Incidentally, I am using the demure-to-the-point-of-nauseating phrases “S-word” and “F-word” because my earlier feature story about this case (entitled “Bleep Deprivation,” and published in the March 19 issue of Fortune) stirred some internal controversy at the time with some of our partners and affiliates, because it used the actual, unexpurgated Anglo-Saxon expletives at issue. That story is now available here. (Alternatively, you can see what it looked like in the magazine (with graphics) by following these instructions: click here for the digital version of that whole issue; then click on the magazine photo; then click on the window where it says “C1 of 233”; when the window goes blank, type in “53,” which is the page number of the story; then click “enter.”) (For FCC chairman Kevin Martin’s unprintable reply to the ruling, try here .)
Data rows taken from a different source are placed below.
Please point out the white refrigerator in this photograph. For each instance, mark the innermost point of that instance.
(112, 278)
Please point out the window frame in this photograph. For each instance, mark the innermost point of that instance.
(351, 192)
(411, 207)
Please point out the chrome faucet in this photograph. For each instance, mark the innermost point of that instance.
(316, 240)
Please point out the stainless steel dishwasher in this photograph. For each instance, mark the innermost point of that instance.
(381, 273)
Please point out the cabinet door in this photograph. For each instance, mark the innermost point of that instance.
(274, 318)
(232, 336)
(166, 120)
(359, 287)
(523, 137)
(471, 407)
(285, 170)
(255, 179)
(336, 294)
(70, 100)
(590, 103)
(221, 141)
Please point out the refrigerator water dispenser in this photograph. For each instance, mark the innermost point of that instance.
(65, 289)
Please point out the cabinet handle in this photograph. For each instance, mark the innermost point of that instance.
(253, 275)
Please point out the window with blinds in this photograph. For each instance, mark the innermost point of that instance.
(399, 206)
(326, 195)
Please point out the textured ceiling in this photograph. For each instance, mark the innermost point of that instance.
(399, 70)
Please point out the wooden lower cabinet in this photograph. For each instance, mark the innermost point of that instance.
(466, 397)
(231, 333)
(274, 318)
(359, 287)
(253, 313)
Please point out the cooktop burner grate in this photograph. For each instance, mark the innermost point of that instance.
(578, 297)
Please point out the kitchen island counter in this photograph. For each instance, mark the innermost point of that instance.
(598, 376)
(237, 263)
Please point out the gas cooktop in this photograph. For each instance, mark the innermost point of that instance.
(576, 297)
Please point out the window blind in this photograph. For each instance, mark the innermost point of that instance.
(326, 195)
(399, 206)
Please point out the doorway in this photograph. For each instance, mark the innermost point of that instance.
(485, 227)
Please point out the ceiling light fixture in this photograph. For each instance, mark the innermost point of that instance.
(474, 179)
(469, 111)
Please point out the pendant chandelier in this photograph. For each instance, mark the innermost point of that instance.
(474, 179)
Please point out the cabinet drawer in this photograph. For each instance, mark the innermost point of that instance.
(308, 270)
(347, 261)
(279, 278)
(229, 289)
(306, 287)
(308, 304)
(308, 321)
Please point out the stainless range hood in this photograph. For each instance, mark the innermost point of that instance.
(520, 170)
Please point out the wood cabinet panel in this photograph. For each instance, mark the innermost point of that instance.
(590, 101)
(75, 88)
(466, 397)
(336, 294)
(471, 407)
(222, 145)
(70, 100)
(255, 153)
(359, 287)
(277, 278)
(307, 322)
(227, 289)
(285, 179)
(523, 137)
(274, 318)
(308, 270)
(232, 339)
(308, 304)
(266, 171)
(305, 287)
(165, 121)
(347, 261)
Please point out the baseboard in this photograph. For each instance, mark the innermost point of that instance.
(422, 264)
In any event, in yesterday’s ruling, in Fox Television Stations v. FCC, two of the three judges on the appeals panel decided that the FCC had acted “arbitrarily and capriciously” when, in 2004, it did an abrupt about-face in longstanding policy and discarded its so-called “isolated and fleeting expletives doctrine.” Under that doctrine, the FCC had, until then, essentially given broadcasters of live TV a free pass if someone unexpectedly ran off the reservation and used one or two expletives in isolation. Beginning in early 2004, however, after Bono used the F-word in accepting a Golden Globe award on a live broadcast on Fox Television Stations – a unit of News Corp. (NWS) – the FCC decided to crack down and begin imposing a one-strike-you’re-out rule. It later also applied the new rule to two similar incidents on the Billboard Music Awards, which were being broadcast live by NBC, a unit of General Electric (GE). (Viacom (VIA) also intervened in the case; It is still challenging, in a federal appeals court in Philadelphia, the fine levied against it for the Janet Jackson incident during Super Bowl XXXVIII, which was broadcast on CBS (CBS) and produced by MTV.)

The two judges in the majority, Judges Rosemary Pooler and Peter Hall, said the FCC had failed to articulate a reasonable basis for the shift in policy. They also strongly hinted that the FCC should not waste its breath trying to provide a more convincing statement of reasons now since, in all likelihood, the policy it tried to enforce would probably be unconstitutionally vague in any event.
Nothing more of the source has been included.